Crosby sat out his third in a row with concussion-like symptoms and, again, his return remains uncertain. He has missed all but eight of Pittsburgh's 31 games and 64 of the last 72; Pittsburgh is 12-8-3 without him this season and 35-21-8 during the last two seasons.
With the score tied at 1-1, Pittsburgh defenseman Matt Niskanen was called for holding at 4:51 of the third and Detroit needed only 24 seconds to take advantage.

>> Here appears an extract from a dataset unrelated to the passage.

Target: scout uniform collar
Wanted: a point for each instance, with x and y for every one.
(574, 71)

Datsyuk intercepted Matt Cooke's attempted clearing pass from along the goal line and fed a backhand pass to Franzen in the left circle for a hard wrist shot that sailed over Fleury's right shoulder for his 14th goal.

Franzen, Datsyuk … hmm, haven't the Penguins met up with these guys before?
With Cleary contributing his sixth and seventh goals, the Red Wings -- playing Pittsburgh for the only time this season -- rallied to win for the seventh time in 14 road games.
To accomplish it, they withstood an exceptional game from Malkin, who sat out the morning skate for undisclosed reasons. Center Jordan Staal (lower-body injury) also played after missing the practice and a 6-3 victory Saturday over the New York Islanders.
Penguins defenseman Brooks Orpik blocked Niklas Kronwall's shot in the closing seconds of the first period, allowing James Neal to bank a perfectly placed pass off the side boards to Malkin in the neutral zone and start a 2-on-1 rush with Chris Kunitz. Malkin never hesitated before snapping off a hard wrist shot from the right dot that cleanly beat Howard inside the far post for his 11th goal.
"Every single time he touched the puck, it seemed like something was happening," Howard said. "He's one of the best players in the world for a reason."
Malkin nearly got another early in the second period, but his wrist shot from the right circle banked off Howard and struck the right post -- but, ever so close to crossing the goal line, refused to go in. Malkin also hit a post early in the third.
"That changes the game a little bit, the complexion," Bylsma said. "We had a few we didn't capitalize on."
Instead, the Red Wings – who lost both games in the season series a year ago – tied it late in the second with the help of a Penguins turnover in their own zone.
Fleury played the puck behind the net and slipped a short pass to Niskanen, but Todd Bertuzzi drove him off the puck and threw a pass to Datsyuk in the slot. Datsyuk kicked it from his forehand to his backhander before elevating the puck past Fleury on one of only 13 Red Wings shots in the first two periods. They had 11 in the third.
"It was a great momentum boost for us. They were sort of carrying the play there in the second period and that was just a great shot by Pavel," Howard said.
After Franzen put Detroit ahead to stay, Cleary took former Penguins forward Chris Conner's lead pass to beat Fleury at 15:36. Cleary added an empty-net goal with six seconds remaining.
The matchup between the 2008 and 2009 Stanley Cup finalists mostly followed a playoff-like script, with tight checking, a joint emphasis on regaining the puck as soon as it was lost and few end-to-end rushes.  
"They were very patient and both teams didn't make many mistakes," Niskanen said. "We just couldn't get a dirty goal to go in."

Even with Staal and Malkin playing, the Penguins were depleted as defensemen Kris Letang and Zbynek Michalek (concussions) remained out. With Richard Park recovering from a broken foot, the Penguins again utilized right wing Pascal Dupuis as a center, a position he had never played until Saturday.